On 6 February 2025, the Scottish Government published a suite of documents for implementation by NHS boards that were produced to support the aim of improving maternity and neonatal care in Scotland. They are the product of a co-development approach that has drawn on the expertise of our clinical and third sector partners. We are currently developing a robust process for monitoring progress towards implementation. A report will be published in the coming weeks that will summarise responses from all NHS boards on implementation of the recommendations in “The Best Start: A Five-Year Forward Plan for Maternity and Neonatal Care in Scotland”.
We knew about the concerns previously. Whistleblowers at NHS Lothian raised concerns about staff shortages at a maternity unit last year, and an investigation that was launched back in 2024 found that there has been a toxic relationship between managers and midwives. One midwife, who remained anonymous, spoke to STV News last year and said:
“Management didn’t listen to staff concerns—we’d say we’re short staffed and they’d say it was fine.”
I imagine that that will not be the only case of such relationships between managers and midwives in a health board. How do we correct that culture to improve relationships between managers and midwives and encourage whistleblowing, should there be concerns?
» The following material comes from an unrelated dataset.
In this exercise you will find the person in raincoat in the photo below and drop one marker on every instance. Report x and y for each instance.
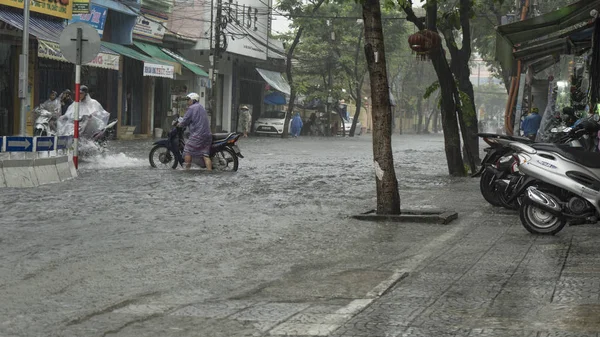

I welcome the apology from NHS Lothian to its maternity care staff following the report of the independent review of its women’s services. NHS Lothian has committed to working with staff in maternity services to ensure that they feel supported at work, safe to raise concerns and able to thrive. I expect NHS Lothian to take that work forward as a priority to ensure that that learning is translated promptly into action to improve staff experience at work, so that they are empowered to continue to deliver the best and safest care that is possible for mothers, their babies and their families.
I thank Stephen Kerr for raising a really important issue. I hope that the minister will have more to say about the issue—families deserve more. Does the minister feel that the Government has done enough to ensure that the shared learning from significant adverse events happens is shared with staff? If the families are not getting the details, how do we make sure that those things do not happen again? Our staff are also at risk.
I agree that we have to ensure that we get the right support for our staff who work in NHS maternity units. As I highlighted in one of my responses to Stephen Kerr, one key thing that the Scottish perinatal network highlighted was the importance of staff psychological safety. As I said in my response to Meghan Gallacher’s question, I very much support the work that NHS Lothian is doing to ensure that its staff get the right support to carry out their roles, which are incredibly important to all of us who live in Scotland.
It seems that the only answers that are available to the bereaved families at the heart of the issue are in the journalism of the Sunday Post. They are getting precious little from Scottish ministers and nothing from inside this chamber.
The minister will recall that, on two occasions last year, following a spike in neonatal deaths and adverse neonatal ward events in 2021 and 2022, I asked her to make Government time available to debate those findings. First, she said that she would look at that; secondly, she told me that there were no plans. Will she now, at the third time of asking, make parliamentary time available for consideration of those very concerning events?
I remember my previous conversations with Alex Cole-Hamilton. I am content to take that away.
That concludes topical question time. Before we move to the First Minister’s statement, I invite members to join me in welcoming to the gallery the honourable Pat Weir MP, speaker of the Legislative Assembly, the Parliament of Queensland. [Applause.]